Whatever your extra-curricular passion is, explore it with gusto. You may not feel it making you a better copywriter, but you’ll see it.
Big fancy words won’t help you
You may have an undergrad degree in English Literature, but the person buying the laundry detergent you’re selling probably doesn’t. They don’t have time to consult their dictionary while reading your copy. Becoming a copywriter means learning to convey concepts easily.
You’re going to get writer’s block
It’s part of becoming a copywriter and it’s the worst.
You’ll feel like you’ve forgotten everything you ever learned. You’ll write the same line a hundred times because you can’t think of anything else. You’ll question everything.
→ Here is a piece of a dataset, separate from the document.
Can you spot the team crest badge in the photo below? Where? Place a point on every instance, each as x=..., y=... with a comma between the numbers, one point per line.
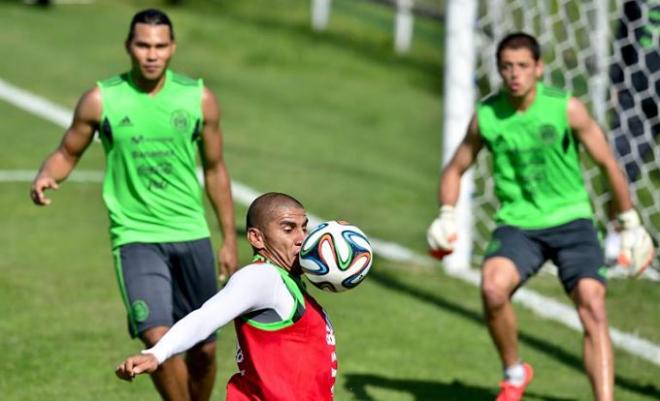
x=180, y=120
x=547, y=133
x=140, y=310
Write your way out of it. If you have nothing to write for work, write something for you: a blog, a lyric, a poem, anything. Just keep your fingers moving.
To avoid writer’s block at work, write a lot. Come at body copy or product descriptions from different angles. Try different sentence constructions. Experiment with cadence. Push the envelope with your ideas. The more you put down, the more chance you have to hit something worthwhile. Your creative directors will guide you in the directions they want you to go.
Don’t give your creative directors reason to doubt you
Ideas are subjective. You’ll never get chastised for putting one forward. You will if you put them forward with typos. If you believe enough in your work to share it, care enough about it to proofread it.
Present your copy as it’s intended to be consumed
If you’re writing web copy, let your client or creative director read it instead of reading it to them. If you’re presenting radio, record it on your phone and play it. The obvious exception is broadcast, but if you can record something approximating what you’re thinking, do it.
Your network is everything
You spent the last year learning the “whats” and the “hows” (what’s a brief, how to write a compelling headline, etc.). The reality of this industry, like most industries, is that the “whos” are way more important.
Copywriting is a transient industry, with people moving from agency to agency like bees in a flowerbed. The more people you know, the more opportunities you’ll hear of.
And don’t make the mistake of only targeting creative directors or senior writers because, if you’re good, they’ll come looking for you. Instead, meet the folks your age: the account coordinators and studio designers and junior UX technicians. They’re the ones who’ll go to bat for you when the time comes.